Associate Prof Dr Norazirah Md Nor, a consultant dermatologist and lecturer at UKM Medical Centre (UKMMC), said government hospitals could still get funding for biologics treatment for psoriasis, but “it is insufficient compared to the proportions of patients requiring biologic therapy.”
She cited the lack of funding available and the inaccurate perception that a skin condition like psoriasis was considered “non-disabling” as among the contributing factors.
“We need to change how we look at the effect of psoriasis on a patient’s life, for example, how their quality of life is affected, loss of income from regular attendance to outpatient visits and treatment, and the complications that the patients may experience as part of the side effects of treatment, particularly in patients with multiple co-morbidities,” Dr Norazirah told CodeBlue.
The dermatologist stressed that psoriasis has been recognised as a systemic disease as it is associated with other conditions like diabetes, high cholesterol, ischemic heart disease, fatty liver, and obesity that affect one’s lifespan.
“The more severe the psoriasis, the higher the risk of these co-morbidities in the patients. Patients may not die of psoriasis, but may do so due to heart attacks and strokes. Treating psoriasis (particularly the severe ones) more aggressively is important in reducing chronic inflammation that is associated with these co-morbidities.”
Dr Norazirah called for more research from university and MOH hospitals on the impact of psoriasis on a patient and to compare the condition to other diseases like ankylosing spondylitis and multiple myeloma that uses biologic therapies, so that the information can be used to support applications for more government funding for psoriasis treatment.

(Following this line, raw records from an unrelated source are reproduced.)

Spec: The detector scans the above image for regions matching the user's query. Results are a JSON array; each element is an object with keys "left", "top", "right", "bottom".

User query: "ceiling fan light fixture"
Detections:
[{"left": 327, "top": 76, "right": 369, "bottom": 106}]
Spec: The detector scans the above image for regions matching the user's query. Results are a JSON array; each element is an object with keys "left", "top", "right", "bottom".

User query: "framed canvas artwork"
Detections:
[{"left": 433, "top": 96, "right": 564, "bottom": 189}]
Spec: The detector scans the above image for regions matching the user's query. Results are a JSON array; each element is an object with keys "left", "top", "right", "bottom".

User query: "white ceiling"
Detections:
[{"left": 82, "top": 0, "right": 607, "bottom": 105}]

She also suggested implementing social health insurance and a co-pay system between the government and patients for expensive treatment like biologics.
“We need more data on health economics of treating psoriasis with biologics — through research and long term data from our psoriasis registry.”

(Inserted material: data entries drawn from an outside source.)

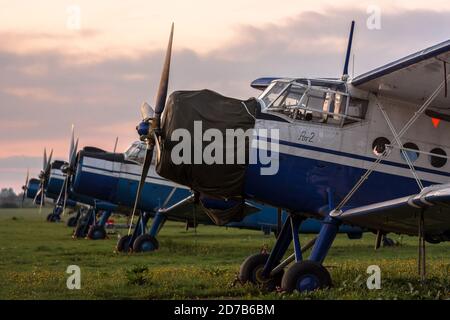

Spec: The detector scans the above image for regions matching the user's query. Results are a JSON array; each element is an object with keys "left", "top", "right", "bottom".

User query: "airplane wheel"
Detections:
[
  {"left": 88, "top": 226, "right": 106, "bottom": 240},
  {"left": 133, "top": 234, "right": 159, "bottom": 252},
  {"left": 239, "top": 253, "right": 284, "bottom": 291},
  {"left": 67, "top": 217, "right": 78, "bottom": 228},
  {"left": 116, "top": 235, "right": 131, "bottom": 252},
  {"left": 281, "top": 260, "right": 332, "bottom": 293}
]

Nikmatul Azlan, a 47-year-old PR practitioner who has been living with psoriasis for nearly 15 years, said his condition seriously affected his mental health, even if psoriasis “isn’t as serious as cancer”.

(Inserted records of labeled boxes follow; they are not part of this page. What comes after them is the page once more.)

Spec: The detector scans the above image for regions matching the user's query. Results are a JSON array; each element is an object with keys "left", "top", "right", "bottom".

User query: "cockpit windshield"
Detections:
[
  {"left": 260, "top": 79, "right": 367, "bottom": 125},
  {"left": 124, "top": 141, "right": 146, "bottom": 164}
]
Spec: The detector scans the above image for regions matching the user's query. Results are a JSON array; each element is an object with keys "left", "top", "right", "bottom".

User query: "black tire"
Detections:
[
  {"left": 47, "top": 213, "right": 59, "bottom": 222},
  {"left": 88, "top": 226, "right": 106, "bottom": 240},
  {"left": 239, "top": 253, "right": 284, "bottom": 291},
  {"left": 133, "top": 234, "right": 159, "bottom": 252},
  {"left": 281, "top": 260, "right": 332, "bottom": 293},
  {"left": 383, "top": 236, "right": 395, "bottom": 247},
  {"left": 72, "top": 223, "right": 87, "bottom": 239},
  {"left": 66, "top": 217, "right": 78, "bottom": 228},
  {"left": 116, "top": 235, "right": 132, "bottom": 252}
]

“With the gaze of other people, when my skin is red and peeling, wearing long sleeves 24 hours, the worst effect is hypertension and stress,” he told a roundtable on psoriasis, organised by the Galen Centre for Health and Social Policy, on September 22. “As a PR, you have psoriasis, imagine that.”
Nikmatul said he was lucky to have understanding supervisors who allow him to take leave to go for treatment.
“After three months of biologic treatment, my condition recovered. In 2017, they stopped the biologics and [it] flared up after six months. So now, I continue on biologics,” he said.
Nikmatul said biologics are very expensive, with one year of treatment costing the equivalent of a local car, but Hospital Canselor Tuanku Muhriz (HCTM) gave him financial assistance for the treatment through a medical welfare fund.
“Not all patients get help from the welfare fund. That is why, as patients, we ask for incentives for coverage of insurance companies as one of their critical illnesses. Also from medical welfare funds from each hospital.”
Psoriasis Association of Malaysia president Eugene Cross said psoriasis patients in the country can get three months’ worth of medication from a dermatologist for RM5 a visit in public facilities, including for biologics if needed.
However, those staying outside major towns do not have a dermatologist in their hospitals and have no choice but to see a general practitioner (GP) and receive whatever is prescribed.
“Biologics treatment has helped most patients live an almost normal life after the first year of injections,” Eugene told CodeBlue.
“There is no more spending hours in the morning and evening applying your medication. After two years apparently, the skin is almost normal. Wearing short sleeves and shorts are the norm of the day.”